On the first launch of Kindo, the game brings up a tutorial that explains the basic game mechanics to you. Basically, each player will have a “king” on the board, which is in the bottom left and upper right of the grid, and indicated by the crown icon. The goal of the game is to defeat the enemy by capturing their king. It sounds easy, but the game takes careful planning and strategy in order to succeed.
During each turn, players must expand their kingdom by setting down tiles, but the expansion can only happen on adjacent tiles. Two tiles can be placed on each player’s turn, unless the opponent starts to set their tiles on yours — when this happens, the other player gets up to two extra tiles on their upcoming turn. While you can take over the enemy’s tiles by doing it one-at-a-time, if you manage to cut off and isolate tiles from the king, then you gain control of them as well. Fortifications can be used too, which block the opponent from attacking your tile on one side, but take up a move. To fortify a tile, just swipe in the direction you want to add the wall to.
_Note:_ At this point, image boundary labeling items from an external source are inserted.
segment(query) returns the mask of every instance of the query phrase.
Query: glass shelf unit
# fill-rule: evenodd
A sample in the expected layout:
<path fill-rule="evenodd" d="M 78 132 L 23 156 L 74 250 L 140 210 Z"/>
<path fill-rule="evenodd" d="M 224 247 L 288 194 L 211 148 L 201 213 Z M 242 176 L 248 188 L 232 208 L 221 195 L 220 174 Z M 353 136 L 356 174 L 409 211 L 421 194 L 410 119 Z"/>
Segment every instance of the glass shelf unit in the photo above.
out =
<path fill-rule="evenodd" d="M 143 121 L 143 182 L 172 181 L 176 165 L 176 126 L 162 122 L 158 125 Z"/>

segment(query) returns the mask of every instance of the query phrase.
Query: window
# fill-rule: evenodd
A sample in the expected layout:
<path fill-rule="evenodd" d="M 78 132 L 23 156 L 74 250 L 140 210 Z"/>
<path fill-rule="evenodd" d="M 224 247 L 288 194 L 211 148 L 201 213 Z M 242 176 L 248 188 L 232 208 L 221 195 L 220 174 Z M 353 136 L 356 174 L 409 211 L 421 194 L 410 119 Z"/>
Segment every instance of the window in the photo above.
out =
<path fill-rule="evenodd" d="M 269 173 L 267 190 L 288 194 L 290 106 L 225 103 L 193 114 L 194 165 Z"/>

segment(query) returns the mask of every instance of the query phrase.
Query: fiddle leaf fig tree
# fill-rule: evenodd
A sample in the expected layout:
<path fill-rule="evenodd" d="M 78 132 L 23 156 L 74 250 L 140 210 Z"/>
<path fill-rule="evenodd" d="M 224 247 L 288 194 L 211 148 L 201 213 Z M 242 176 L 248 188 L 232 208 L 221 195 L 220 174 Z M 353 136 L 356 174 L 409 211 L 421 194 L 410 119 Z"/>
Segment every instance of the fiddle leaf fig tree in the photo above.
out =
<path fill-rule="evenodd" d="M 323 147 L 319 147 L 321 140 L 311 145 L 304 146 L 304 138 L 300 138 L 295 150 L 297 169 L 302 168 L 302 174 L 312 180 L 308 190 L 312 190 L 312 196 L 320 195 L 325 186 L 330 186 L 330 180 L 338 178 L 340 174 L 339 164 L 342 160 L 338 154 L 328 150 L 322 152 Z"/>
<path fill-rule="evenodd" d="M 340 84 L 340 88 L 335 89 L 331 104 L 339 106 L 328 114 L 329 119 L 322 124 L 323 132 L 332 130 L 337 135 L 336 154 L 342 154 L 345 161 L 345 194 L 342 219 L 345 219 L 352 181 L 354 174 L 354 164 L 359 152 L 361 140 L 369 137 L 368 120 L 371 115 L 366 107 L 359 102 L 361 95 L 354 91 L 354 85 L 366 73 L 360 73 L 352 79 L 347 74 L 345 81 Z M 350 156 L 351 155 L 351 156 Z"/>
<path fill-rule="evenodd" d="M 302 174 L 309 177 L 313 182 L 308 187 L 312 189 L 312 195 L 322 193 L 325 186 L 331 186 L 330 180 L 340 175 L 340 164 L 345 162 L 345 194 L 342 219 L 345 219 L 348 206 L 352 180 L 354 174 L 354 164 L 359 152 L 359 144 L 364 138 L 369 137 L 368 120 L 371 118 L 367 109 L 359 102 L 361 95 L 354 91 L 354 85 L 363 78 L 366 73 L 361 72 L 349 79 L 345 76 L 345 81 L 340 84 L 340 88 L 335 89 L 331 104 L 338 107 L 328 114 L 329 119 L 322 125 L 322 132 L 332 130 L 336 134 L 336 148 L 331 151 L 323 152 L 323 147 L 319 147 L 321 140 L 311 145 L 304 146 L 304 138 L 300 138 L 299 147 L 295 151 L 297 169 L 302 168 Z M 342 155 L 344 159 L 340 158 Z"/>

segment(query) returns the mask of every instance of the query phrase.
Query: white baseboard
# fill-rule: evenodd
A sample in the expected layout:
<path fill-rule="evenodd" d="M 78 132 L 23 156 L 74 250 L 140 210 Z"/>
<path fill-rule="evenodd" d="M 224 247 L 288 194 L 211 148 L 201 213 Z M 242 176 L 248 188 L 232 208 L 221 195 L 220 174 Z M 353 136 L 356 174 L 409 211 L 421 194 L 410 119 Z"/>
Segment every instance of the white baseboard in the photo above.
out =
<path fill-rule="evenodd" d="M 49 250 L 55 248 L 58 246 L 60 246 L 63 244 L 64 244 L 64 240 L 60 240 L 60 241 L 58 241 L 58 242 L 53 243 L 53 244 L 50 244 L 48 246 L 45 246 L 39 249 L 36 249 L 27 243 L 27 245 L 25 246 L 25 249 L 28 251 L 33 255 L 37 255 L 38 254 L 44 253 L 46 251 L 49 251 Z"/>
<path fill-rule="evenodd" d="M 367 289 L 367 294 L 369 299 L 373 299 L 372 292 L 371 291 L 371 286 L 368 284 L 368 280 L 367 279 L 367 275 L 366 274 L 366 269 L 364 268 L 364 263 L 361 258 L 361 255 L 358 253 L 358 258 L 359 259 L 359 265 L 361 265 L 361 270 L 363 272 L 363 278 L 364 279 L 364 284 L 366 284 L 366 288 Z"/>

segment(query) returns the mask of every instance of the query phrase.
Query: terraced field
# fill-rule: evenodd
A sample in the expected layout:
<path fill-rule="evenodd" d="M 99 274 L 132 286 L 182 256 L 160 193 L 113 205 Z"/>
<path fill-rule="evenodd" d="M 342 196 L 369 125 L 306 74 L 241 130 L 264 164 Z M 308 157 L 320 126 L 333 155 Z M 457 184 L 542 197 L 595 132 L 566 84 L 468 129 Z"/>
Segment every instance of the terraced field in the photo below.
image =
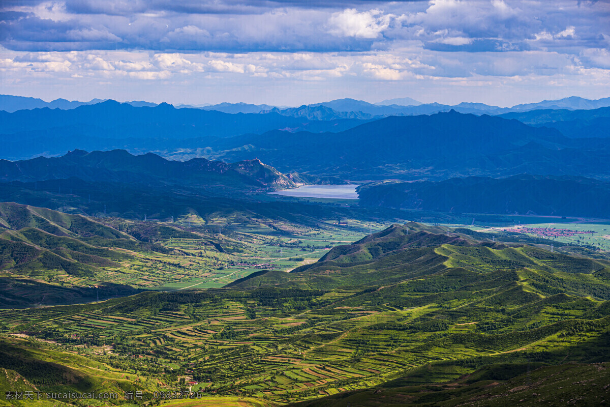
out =
<path fill-rule="evenodd" d="M 284 258 L 267 247 L 265 259 Z M 2 310 L 2 340 L 37 338 L 47 351 L 121 372 L 148 383 L 145 402 L 161 391 L 206 398 L 167 405 L 376 405 L 377 390 L 362 392 L 371 388 L 397 404 L 462 397 L 452 389 L 490 397 L 524 366 L 585 372 L 608 361 L 610 261 L 569 253 L 394 225 L 229 288 Z"/>

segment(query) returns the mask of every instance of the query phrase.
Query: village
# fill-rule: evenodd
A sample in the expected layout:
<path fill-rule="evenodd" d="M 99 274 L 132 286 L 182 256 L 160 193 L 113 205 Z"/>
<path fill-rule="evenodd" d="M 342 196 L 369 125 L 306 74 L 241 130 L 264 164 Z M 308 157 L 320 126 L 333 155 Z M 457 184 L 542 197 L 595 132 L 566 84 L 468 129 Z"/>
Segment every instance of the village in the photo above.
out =
<path fill-rule="evenodd" d="M 514 232 L 516 233 L 531 233 L 544 236 L 545 237 L 565 237 L 573 236 L 576 234 L 593 234 L 597 233 L 595 231 L 575 231 L 570 229 L 558 229 L 556 228 L 512 228 L 504 229 L 506 232 Z"/>

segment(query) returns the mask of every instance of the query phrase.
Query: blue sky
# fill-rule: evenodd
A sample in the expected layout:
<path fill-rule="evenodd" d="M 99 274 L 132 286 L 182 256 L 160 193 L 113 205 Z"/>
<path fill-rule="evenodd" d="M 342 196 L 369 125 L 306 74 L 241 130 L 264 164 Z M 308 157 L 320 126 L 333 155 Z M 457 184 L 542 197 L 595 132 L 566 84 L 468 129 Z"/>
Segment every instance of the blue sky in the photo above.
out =
<path fill-rule="evenodd" d="M 2 0 L 0 93 L 296 106 L 610 96 L 610 2 Z"/>

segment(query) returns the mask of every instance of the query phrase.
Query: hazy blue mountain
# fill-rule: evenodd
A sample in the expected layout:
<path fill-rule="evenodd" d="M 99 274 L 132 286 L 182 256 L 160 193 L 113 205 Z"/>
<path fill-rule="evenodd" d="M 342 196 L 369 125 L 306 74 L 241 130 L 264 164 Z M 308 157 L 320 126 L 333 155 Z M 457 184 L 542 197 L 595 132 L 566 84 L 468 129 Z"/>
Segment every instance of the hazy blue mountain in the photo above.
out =
<path fill-rule="evenodd" d="M 274 129 L 303 129 L 309 124 L 309 120 L 276 113 L 229 114 L 199 109 L 178 109 L 166 103 L 154 107 L 135 107 L 114 101 L 70 110 L 43 108 L 0 112 L 0 120 L 4 134 L 19 133 L 21 137 L 29 138 L 40 137 L 40 131 L 47 131 L 49 135 L 63 135 L 67 131 L 81 136 L 113 139 L 229 137 Z M 312 129 L 313 131 L 332 131 L 336 123 L 318 124 L 320 128 Z"/>
<path fill-rule="evenodd" d="M 537 127 L 553 128 L 569 137 L 610 137 L 610 107 L 577 110 L 542 109 L 513 112 L 501 116 Z"/>
<path fill-rule="evenodd" d="M 513 111 L 531 110 L 540 109 L 567 109 L 569 110 L 598 109 L 610 106 L 610 98 L 596 100 L 584 99 L 579 96 L 570 96 L 558 100 L 543 100 L 537 103 L 517 104 L 511 108 Z"/>
<path fill-rule="evenodd" d="M 374 104 L 382 106 L 392 104 L 397 104 L 399 106 L 416 106 L 423 104 L 422 102 L 418 101 L 415 99 L 412 99 L 411 98 L 396 98 L 395 99 L 386 99 L 384 101 L 377 102 Z"/>
<path fill-rule="evenodd" d="M 527 174 L 495 179 L 384 181 L 359 187 L 360 204 L 458 213 L 606 217 L 610 182 Z"/>
<path fill-rule="evenodd" d="M 217 152 L 212 156 L 228 161 L 258 157 L 284 172 L 342 175 L 346 179 L 447 178 L 468 171 L 523 172 L 520 167 L 529 164 L 518 161 L 518 156 L 516 162 L 507 157 L 506 164 L 485 164 L 485 157 L 532 143 L 551 150 L 572 146 L 572 140 L 555 129 L 451 111 L 392 116 L 332 134 L 274 131 L 225 139 L 214 144 Z M 474 164 L 467 165 L 470 160 Z"/>
<path fill-rule="evenodd" d="M 145 185 L 234 186 L 243 191 L 295 186 L 287 177 L 258 159 L 232 164 L 204 158 L 175 161 L 151 153 L 136 156 L 121 149 L 91 153 L 76 149 L 57 157 L 0 160 L 0 181 L 32 182 L 72 177 L 85 181 Z"/>
<path fill-rule="evenodd" d="M 265 110 L 270 110 L 274 106 L 270 106 L 268 104 L 251 104 L 249 103 L 219 103 L 218 104 L 210 104 L 209 106 L 200 107 L 204 110 L 217 110 L 217 112 L 223 112 L 224 113 L 260 113 Z"/>
<path fill-rule="evenodd" d="M 22 109 L 74 109 L 85 104 L 84 102 L 56 99 L 52 102 L 45 102 L 37 98 L 0 95 L 0 110 L 13 112 Z"/>
<path fill-rule="evenodd" d="M 80 106 L 89 104 L 97 104 L 106 101 L 107 99 L 92 99 L 88 102 L 81 102 L 77 100 L 66 100 L 65 99 L 56 99 L 51 102 L 46 102 L 37 98 L 26 98 L 24 96 L 12 96 L 10 95 L 0 95 L 0 110 L 13 113 L 21 110 L 32 110 L 34 109 L 59 109 L 61 110 L 70 110 Z M 145 101 L 132 101 L 125 102 L 136 107 L 148 106 L 152 107 L 157 106 L 156 103 Z"/>
<path fill-rule="evenodd" d="M 274 107 L 264 113 L 277 113 L 282 116 L 290 117 L 303 117 L 312 120 L 334 120 L 337 119 L 361 119 L 367 120 L 383 116 L 373 116 L 362 112 L 337 112 L 324 105 L 303 105 L 298 107 L 288 107 L 280 109 Z"/>
<path fill-rule="evenodd" d="M 104 101 L 105 101 L 100 100 L 100 102 L 104 102 Z M 131 104 L 134 107 L 154 107 L 157 105 L 157 104 L 156 103 L 152 103 L 152 102 L 146 102 L 146 101 L 143 100 L 132 100 L 131 102 L 125 102 L 125 103 L 127 103 L 127 104 Z M 89 103 L 88 104 L 93 104 L 93 103 Z"/>

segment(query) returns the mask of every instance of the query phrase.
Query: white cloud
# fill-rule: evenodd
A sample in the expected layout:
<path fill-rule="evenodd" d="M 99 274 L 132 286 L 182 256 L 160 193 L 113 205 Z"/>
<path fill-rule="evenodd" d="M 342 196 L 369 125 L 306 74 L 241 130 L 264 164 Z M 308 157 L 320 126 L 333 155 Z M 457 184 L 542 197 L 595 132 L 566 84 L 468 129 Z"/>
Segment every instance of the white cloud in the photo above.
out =
<path fill-rule="evenodd" d="M 362 64 L 363 71 L 376 79 L 382 81 L 399 81 L 401 75 L 400 71 L 396 69 L 391 69 L 383 65 L 375 65 L 365 62 Z"/>
<path fill-rule="evenodd" d="M 576 27 L 574 26 L 570 26 L 567 27 L 565 30 L 558 32 L 554 35 L 556 38 L 571 38 L 574 37 L 574 34 L 576 34 Z"/>
<path fill-rule="evenodd" d="M 208 63 L 216 72 L 232 72 L 235 73 L 243 73 L 243 65 L 241 63 L 233 63 L 232 62 L 225 62 L 218 59 L 209 61 Z"/>
<path fill-rule="evenodd" d="M 358 12 L 356 9 L 346 9 L 331 16 L 329 32 L 337 36 L 376 38 L 388 27 L 393 16 L 377 9 Z"/>

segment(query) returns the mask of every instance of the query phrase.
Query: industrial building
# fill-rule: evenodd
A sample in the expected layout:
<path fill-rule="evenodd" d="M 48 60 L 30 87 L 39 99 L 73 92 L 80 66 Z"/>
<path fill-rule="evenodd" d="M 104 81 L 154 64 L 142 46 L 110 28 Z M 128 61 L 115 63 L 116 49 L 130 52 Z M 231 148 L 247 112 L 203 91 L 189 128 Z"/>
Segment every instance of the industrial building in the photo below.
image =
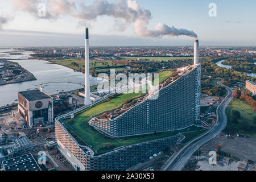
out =
<path fill-rule="evenodd" d="M 183 68 L 180 77 L 141 103 L 112 119 L 94 119 L 90 125 L 114 137 L 160 133 L 191 126 L 200 118 L 201 67 Z"/>
<path fill-rule="evenodd" d="M 245 88 L 253 93 L 256 95 L 256 84 L 250 80 L 246 80 L 245 82 Z"/>
<path fill-rule="evenodd" d="M 88 28 L 85 32 L 84 105 L 86 106 L 90 104 L 90 98 L 88 86 Z M 201 65 L 199 63 L 198 51 L 199 41 L 196 40 L 194 64 L 180 68 L 178 76 L 172 78 L 170 82 L 164 82 L 160 89 L 156 91 L 159 94 L 157 99 L 150 99 L 156 92 L 148 93 L 144 96 L 142 102 L 113 119 L 90 119 L 89 125 L 101 134 L 112 138 L 122 137 L 125 139 L 128 136 L 170 131 L 194 125 L 200 115 Z M 125 170 L 146 162 L 154 154 L 168 148 L 185 138 L 179 133 L 97 152 L 89 146 L 79 143 L 69 133 L 61 121 L 68 115 L 65 114 L 55 119 L 55 138 L 59 151 L 77 171 Z M 71 116 L 71 118 L 73 117 L 73 112 Z M 65 125 L 68 126 L 68 123 Z"/>
<path fill-rule="evenodd" d="M 40 90 L 19 92 L 18 110 L 28 126 L 53 123 L 53 102 L 50 96 Z"/>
The fortifications can change direction later, but they cannot be removed. The three tiles in the center cannot be fortified.
The magic in Kindo is the multiplayer, which can be done online through Game Center or locally on one device. If you opt for Game Center, you can invite a friend to play or get paired automatically with a random person who is awaiting an opponent. Regardless, each player will take turns setting down tiles to expand their kingdom and capture opposing squares on their way to capturing the king.
If you don’t feel like playing with someone right away, and want some practice against the computer, Kindo offers that as well. Just choose the “AI” option when starting a new game and set your difficulty level: Easy, Normal, and Hard. I found the game to be a bit confusing at first, so playing against the computer helps train me on what to expect — I highly recommend doing this.
Even though I’m not terribly good with these types of games, I still love the challenge that they bring, and how they make me think. Throw in the multiplayer aspect (which works flawlessly), and you’ve got a keeper. Kindo may look like a simple (but stunning) game, but it’s far from that, and the level of complexity that can be involved is surprising. This is a game that I will be coming back to over and over with no regrets.
I highly recommend checking out Kindo if you enjoy turn-based strategy board games or just want a well thought out challenge. You can find Kindo on the App Store as a universal download for $1.99.